Il caso, o il fenomeno, qui esposto sembra interessare solo il nostro Paese. M5S, Forza Italia, Lega, molti gruppi della sinistra radicale, ma anche della destra estrema, il nuovo MDP e, se vogliamo essere obiettivi, anche lo stesso PD, con i suoi Circoli in luogo delle tradizionali sezioni, ha più vicinanza ad un movimento che ad un partito tradizionale. Quindi, più movimentismo che partiti. Se volgiamo lo sguardo verso Paesi dell’Europa occidentale non troviamo riferimenti di questa importanza e rilevanza.

Allora, dobbiamo chiederci da cosa origini la diversità dell’Italia, su questo tema della nascita di un orientamento movimentista, che decostruisce la funzione dei Partiti e del loro ruolo. Il sillogismo che ne discende individua nell’inettitudine della politica, nel gruppo dirigente, nelle aristocrazie che si sono impossessate dei Partiti, il fallimento del soggetto politico, che si è trasformato nel fallimento dei partiti.

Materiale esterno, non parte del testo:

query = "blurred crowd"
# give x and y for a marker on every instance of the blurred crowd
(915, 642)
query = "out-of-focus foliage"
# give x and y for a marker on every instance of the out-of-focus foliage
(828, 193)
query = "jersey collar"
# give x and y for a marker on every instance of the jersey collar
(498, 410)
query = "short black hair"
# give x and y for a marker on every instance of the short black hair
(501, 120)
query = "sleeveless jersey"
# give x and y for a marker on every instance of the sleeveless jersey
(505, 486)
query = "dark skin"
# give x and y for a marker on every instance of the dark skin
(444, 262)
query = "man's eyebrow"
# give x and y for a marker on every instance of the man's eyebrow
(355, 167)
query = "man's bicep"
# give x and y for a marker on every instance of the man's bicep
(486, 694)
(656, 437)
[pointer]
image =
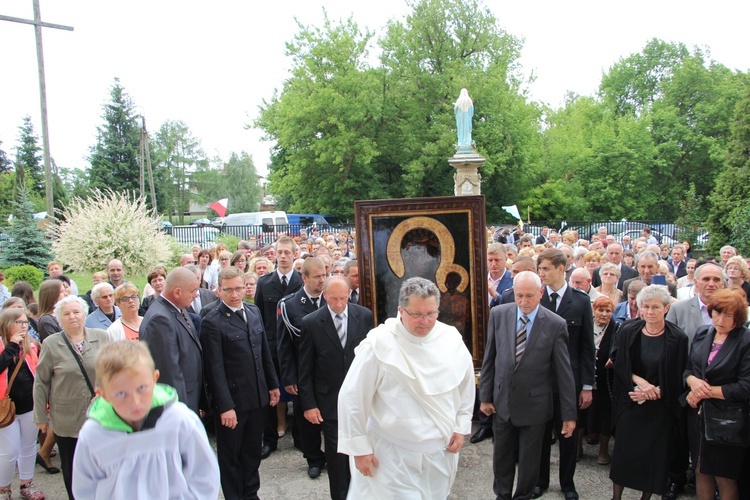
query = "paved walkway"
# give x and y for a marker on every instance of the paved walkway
(284, 476)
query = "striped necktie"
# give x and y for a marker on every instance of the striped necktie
(340, 329)
(521, 338)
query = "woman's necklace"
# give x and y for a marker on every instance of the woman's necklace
(135, 329)
(653, 334)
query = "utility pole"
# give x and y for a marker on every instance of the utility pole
(38, 25)
(145, 158)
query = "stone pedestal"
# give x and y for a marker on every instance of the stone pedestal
(467, 179)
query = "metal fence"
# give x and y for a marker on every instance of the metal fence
(265, 234)
(661, 229)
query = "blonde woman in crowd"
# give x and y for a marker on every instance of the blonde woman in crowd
(127, 326)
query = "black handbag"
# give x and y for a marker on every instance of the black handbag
(726, 423)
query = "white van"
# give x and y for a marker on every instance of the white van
(265, 226)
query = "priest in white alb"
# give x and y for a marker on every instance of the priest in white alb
(406, 404)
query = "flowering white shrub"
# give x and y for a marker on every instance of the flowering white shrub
(109, 226)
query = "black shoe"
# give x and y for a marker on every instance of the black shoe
(50, 469)
(537, 492)
(673, 491)
(314, 472)
(480, 435)
(266, 451)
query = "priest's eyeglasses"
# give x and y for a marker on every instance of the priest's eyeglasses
(429, 315)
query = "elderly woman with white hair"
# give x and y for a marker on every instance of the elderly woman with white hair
(106, 311)
(65, 379)
(610, 275)
(649, 360)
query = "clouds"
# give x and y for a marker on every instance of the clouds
(212, 64)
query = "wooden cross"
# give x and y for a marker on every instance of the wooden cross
(38, 25)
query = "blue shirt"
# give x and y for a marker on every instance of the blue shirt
(529, 324)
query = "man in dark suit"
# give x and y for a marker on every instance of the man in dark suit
(205, 296)
(647, 266)
(499, 280)
(173, 339)
(690, 315)
(242, 381)
(677, 265)
(574, 306)
(272, 287)
(351, 271)
(614, 256)
(542, 238)
(526, 357)
(498, 277)
(323, 364)
(292, 309)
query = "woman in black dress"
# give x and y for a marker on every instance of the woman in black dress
(599, 422)
(719, 370)
(649, 361)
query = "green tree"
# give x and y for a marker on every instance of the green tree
(114, 157)
(28, 243)
(29, 163)
(178, 155)
(241, 181)
(325, 122)
(634, 83)
(345, 130)
(689, 104)
(730, 200)
(5, 164)
(75, 182)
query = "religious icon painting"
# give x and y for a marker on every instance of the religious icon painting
(440, 239)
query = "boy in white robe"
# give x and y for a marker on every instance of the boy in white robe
(406, 403)
(139, 442)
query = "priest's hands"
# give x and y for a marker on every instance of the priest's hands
(366, 464)
(457, 441)
(313, 416)
(274, 395)
(487, 408)
(229, 419)
(568, 427)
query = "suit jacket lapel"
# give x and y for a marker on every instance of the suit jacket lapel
(565, 301)
(349, 327)
(190, 327)
(546, 302)
(533, 335)
(724, 350)
(329, 329)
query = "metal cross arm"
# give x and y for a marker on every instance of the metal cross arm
(35, 23)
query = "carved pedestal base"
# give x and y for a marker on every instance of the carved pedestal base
(467, 179)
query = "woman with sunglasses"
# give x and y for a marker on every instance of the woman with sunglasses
(18, 440)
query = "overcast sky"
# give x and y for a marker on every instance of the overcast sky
(211, 64)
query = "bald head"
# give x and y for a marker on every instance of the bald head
(336, 293)
(115, 272)
(181, 287)
(581, 279)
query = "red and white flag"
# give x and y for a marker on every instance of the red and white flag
(220, 207)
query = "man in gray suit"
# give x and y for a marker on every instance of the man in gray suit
(527, 350)
(689, 315)
(173, 339)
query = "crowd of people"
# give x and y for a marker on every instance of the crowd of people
(627, 345)
(655, 356)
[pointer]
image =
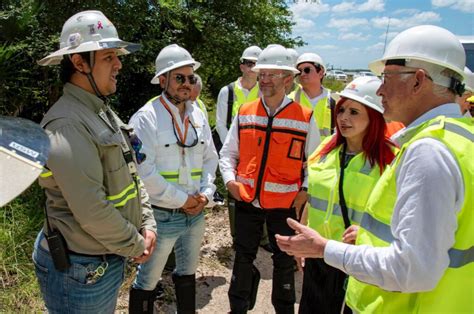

In questa sede non è possibile cedere alla tentazione di aprire un filone di ricerca finalizzata alla comprensione dei processi sociali e politici che hanno determinato la fine dei partiti tradizionali, il superamento delle loro ideologie, l’obliterazione delle loro idee, poichè, come in un procedere apotropaico sono le oligarchie del potere politico a spezzare ogni legame con le masse, i cittadini. Si tratta di rendere evidente, non appena ci si svegli dal sonno della ragione, indotto artificialmente dai media e dalle èlite intellettuali al servizio dell’informazione, come le vecchie ed eterne questioni divengano attuali, così i conti richiedono di essere fatti mettendo in atto il tentativo di tradurre in politica e nella realtà sociale i valori della modernità.

Nella paralisi dell’azione politica che si è costretti a registrare, a cui si associa la mancanza d’immaginazione e di prospettive, le risposte politiche di questo presente storico sono gli archetipi di un atteggiamento “astorico”, per cui si finisce con l’esaltare sia la perdita del valore educativo/gnoseologico del rapporto con il passato, sia la rinuncia a pensare ad un futuro inteso come storia da costruire da parte di tutti e di ognuno.